The most recently added member of the U.S. Supreme Court is not popular. Brett Kavanaugh ascended to the bench in the midst of a storm of controversy wrought in large part by the credible allegations of sexual assault which he faced. In response, witches organized a ceremony to “hex” the judge in New York — and for one prominent “exorcist,” they’re the bad guys.
San Jose, Calfornia’s Father Gary Thomas — whose work as a supposed exorcist has attracted attention in the past — denounced those organizing and assembling for the event as “evil.”
He complained to a Catholic writer:
‘The decision to do this against a Supreme Court justice is a heinous act and says a lot about the character of these people that should not be underestimated or dismissed. These are real evil people.’
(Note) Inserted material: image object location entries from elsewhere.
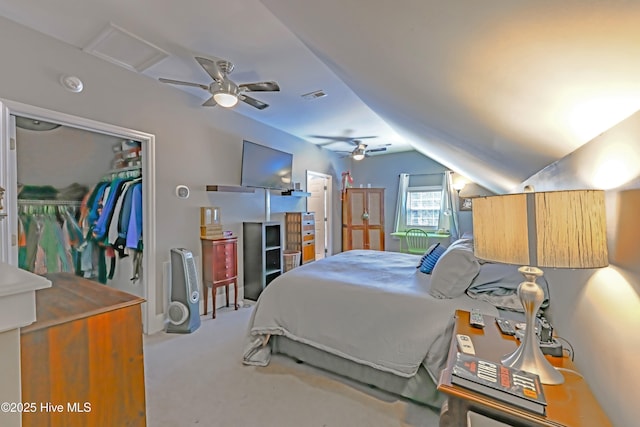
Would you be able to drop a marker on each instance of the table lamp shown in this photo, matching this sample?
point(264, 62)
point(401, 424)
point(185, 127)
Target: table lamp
point(559, 229)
In response to the witches’ plan, Thomas will be offering Mass on behalf of Kavanaugh on Thursday and Saturday.
He’s seemingly among those on the right quite convinced that the ceremony planned for Saturday at New York’s Catland Books poses a real and tangible danger to Republicans, including Kavanaugh.
‘This is a conjuring of evil — not about free speech. Conjuring up personified evil does not fall under free speech. Satanic cults often commit crimes; they murder and sexually abuse everyone in their cult.’
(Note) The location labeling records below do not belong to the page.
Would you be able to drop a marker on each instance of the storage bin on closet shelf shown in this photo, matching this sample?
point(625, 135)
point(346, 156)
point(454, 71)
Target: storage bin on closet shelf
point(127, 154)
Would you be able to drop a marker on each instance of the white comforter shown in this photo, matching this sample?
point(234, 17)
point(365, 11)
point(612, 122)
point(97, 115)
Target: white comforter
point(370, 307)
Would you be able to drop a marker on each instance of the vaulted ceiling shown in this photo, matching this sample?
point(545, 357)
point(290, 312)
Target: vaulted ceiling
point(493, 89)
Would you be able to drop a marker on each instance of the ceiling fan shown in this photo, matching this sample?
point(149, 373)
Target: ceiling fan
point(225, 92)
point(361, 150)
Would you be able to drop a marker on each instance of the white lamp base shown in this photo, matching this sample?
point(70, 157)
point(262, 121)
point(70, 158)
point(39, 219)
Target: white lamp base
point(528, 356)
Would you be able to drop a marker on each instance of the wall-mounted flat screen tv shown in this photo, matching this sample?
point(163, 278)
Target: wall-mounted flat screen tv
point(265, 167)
There’s no apparent evidence that “Satanic cults” murder and sexually abuse everyone in their cult. Besides, if they murdered everyone, they wouldn’t have much of a cult left, would they? Thomas doesn’t seem to have thought that one through, although he maintains a following all the same.
Catland Books has hosted hexing events in the past targeting President Donald Trump himself, and he’s still kicking — so it’s not clear what makes this situation different for Thomas and Kavanaugh.
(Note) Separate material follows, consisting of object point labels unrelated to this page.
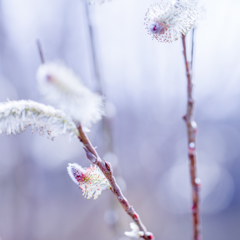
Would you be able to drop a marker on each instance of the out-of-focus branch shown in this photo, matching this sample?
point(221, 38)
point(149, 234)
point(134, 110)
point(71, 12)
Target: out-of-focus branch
point(40, 51)
point(93, 50)
point(191, 132)
point(106, 169)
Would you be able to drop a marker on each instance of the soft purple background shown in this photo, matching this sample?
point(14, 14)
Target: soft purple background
point(146, 82)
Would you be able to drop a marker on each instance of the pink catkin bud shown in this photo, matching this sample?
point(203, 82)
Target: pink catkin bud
point(90, 180)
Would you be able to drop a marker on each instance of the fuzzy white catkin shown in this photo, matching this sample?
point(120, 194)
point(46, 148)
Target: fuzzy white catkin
point(166, 21)
point(62, 88)
point(90, 180)
point(15, 116)
point(135, 233)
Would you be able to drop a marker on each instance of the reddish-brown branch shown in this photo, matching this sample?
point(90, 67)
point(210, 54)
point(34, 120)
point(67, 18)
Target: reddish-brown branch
point(106, 169)
point(191, 131)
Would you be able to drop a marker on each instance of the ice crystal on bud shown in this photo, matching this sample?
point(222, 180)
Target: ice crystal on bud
point(166, 21)
point(64, 89)
point(91, 180)
point(15, 116)
point(136, 233)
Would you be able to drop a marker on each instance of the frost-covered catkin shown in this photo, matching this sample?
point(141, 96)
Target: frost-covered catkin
point(136, 233)
point(15, 116)
point(64, 89)
point(90, 180)
point(166, 21)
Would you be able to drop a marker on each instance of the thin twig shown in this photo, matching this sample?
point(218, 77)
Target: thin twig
point(192, 52)
point(106, 169)
point(191, 131)
point(93, 50)
point(40, 51)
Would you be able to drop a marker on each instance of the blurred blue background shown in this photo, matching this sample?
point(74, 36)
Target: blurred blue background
point(145, 84)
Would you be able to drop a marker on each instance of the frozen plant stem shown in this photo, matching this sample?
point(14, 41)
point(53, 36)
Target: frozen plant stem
point(106, 169)
point(40, 51)
point(191, 131)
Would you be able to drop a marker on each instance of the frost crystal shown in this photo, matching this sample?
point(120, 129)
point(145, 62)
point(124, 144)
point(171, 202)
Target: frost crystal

Is Thomas so convinced that the stories of Kavanaugh’s past aren’t true? Are those the work of “demons” too? What if Kavanaugh is actually a serial sexual abuser, and the hex planned by the witches will find a great place to land? Is it part of Thomas’ belief in his exorcism to stick up for credibly accused sexual predators?
So many questions remain.
For their part, those behind the Catland Books event simply hope to host an opportunity for those concerned about and affected by the epidemic of sexual assault in the United States. That, unlike some of the other issues raised in this article, is verifiable and affects untold millions of women.
The event’s EventBrite page invites readers:
‘Please join us for a public hex on Brett Kavanaugh and upon all rapists and the patriarchy which emboldens, rewards and protects them. We will be embracing witchcraft’s true roots as the magik of the poor, the downtrodden and disenfranchised and its history as often the only weapon, the only means of exacting justice available to those of us who have been wronged by men just like him. He will be the focal point, but by no means the only target.’
Kavanaugh’s ascent through the judiciary brought out many who shared their stories of sexual assault in an effort to get someone to heed their concerns. Many on the right have refused to listen, however.